It is no secret that telecommunications companies, which include wireless phone service providers, Internet service providers, and pay TV providers, have faced significant challenges providing excellent customer service. Due to the sheer breadth of their offerings, the relatively technical nature of their products and services, and seemingly ever-increasing prices, it is no wonder that telecommunications providers as a group have traditionally received lower customer rating scores, compared with companies in other industries.

Qualtrics’ 2020 XMI Customer Ratings found that wireless providers had average customer ratings that fell into the “Okay” category, falling well short of industries such as fast food, streaming media, retail, and grocery.

Source: https://www.qualtrics.com/blog/xmi-customer-ratings-benchmark-data/

One way to combat this problem is to deploy sentiment analysis in customer call centers. Sentiment analysis provides a window into how a customer is feeling (elated, frustrated, angry), which, when correlated with specific actions, can not only provide insight into how your customers are feeling about your product offerings, but also provide a window into the customer-facing strategies, tactics, and approaches that are resonating (or irritating) your customers. Most notably, angry or frustrated customers are more likely to switch to another provider that they perceive has empathy for their situation, and sentiment analysis can be used to identify specific periods within an interaction where customer empathy should be prioritized.

“As we all know, the biggest frustrations with telco services are getting routed to the menu from hell where you can’t get out of it—you can’t get to a live person, and not being able to resolve the issue with one phone call,” says Darin Gull, president and general manager of TRACI.net Communications Consulting & Solutions, a voice services and solutions provider based in Deerfield, Beach, Florida. “So, what the industry is doing right now is using a lot of AI to help improve that customer sentiment.”

Gull says that using artificial intelligence (AI) to search for phrases that point to customer sentiment (such as “I’m angry you don’t offer this feature,” or “Thank you, you saved me so much time,”) allows call centers to home in on the interactions and agents that are eliciting specific emotions, which can then be analyzed to improve agent performance, ensure compliance with rules and regulations, and better understand the root cause of customers’ feelings about the company.
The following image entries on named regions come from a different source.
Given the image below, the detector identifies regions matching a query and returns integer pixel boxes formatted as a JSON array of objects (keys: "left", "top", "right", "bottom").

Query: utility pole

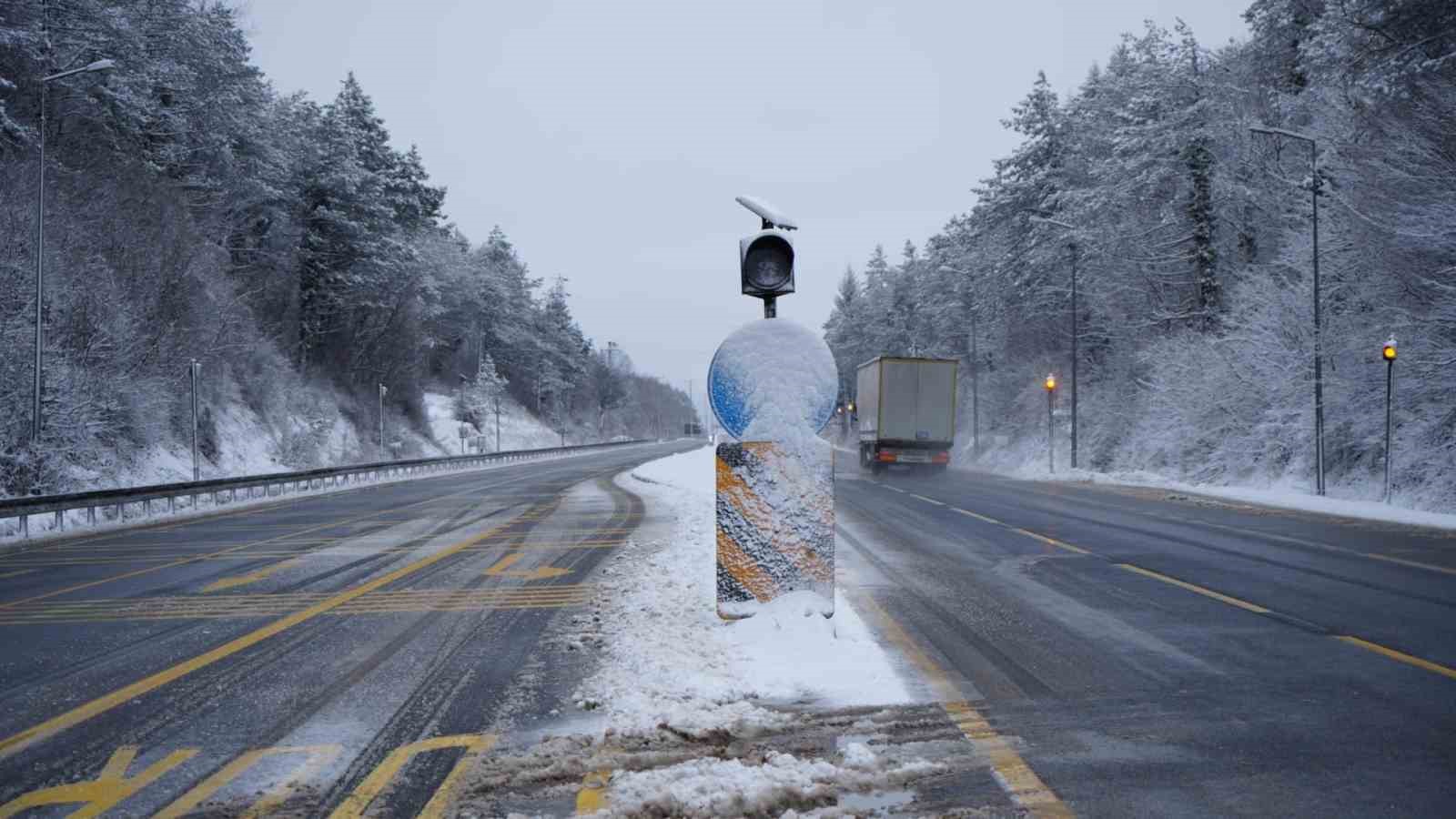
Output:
[
  {"left": 379, "top": 385, "right": 389, "bottom": 456},
  {"left": 943, "top": 265, "right": 981, "bottom": 456},
  {"left": 1249, "top": 126, "right": 1325, "bottom": 495},
  {"left": 31, "top": 60, "right": 116, "bottom": 444},
  {"left": 187, "top": 359, "right": 202, "bottom": 480}
]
Although deploying sentiment analysis takes times (Gull notes that setting up sentiment analysis programs takes time and requires ongoing monitoring and evaluation), it can yield several benefits.

Capture nuances in agent performance

Traditional call center key performance indicators (KPIs), such as average call duration or first call resolution, may not capture how effective agents are at actually providing great customer experiences. Longer calls, which may appear to indicate that an agent is having difficulty resolving an issue, may actually be the result of an agent showing empathy and developing a rapport with a customer, which could engender more customer loyalty. Conversely, simply looking at first call resolution as a metric may ignore warning signs, such as agents failing to listen to a customer’s full complaint, or agents rushing the customer off the phone. Sentiment analysis can be used to better understand the interactions between call center agents and to identify top performing agents or strategies.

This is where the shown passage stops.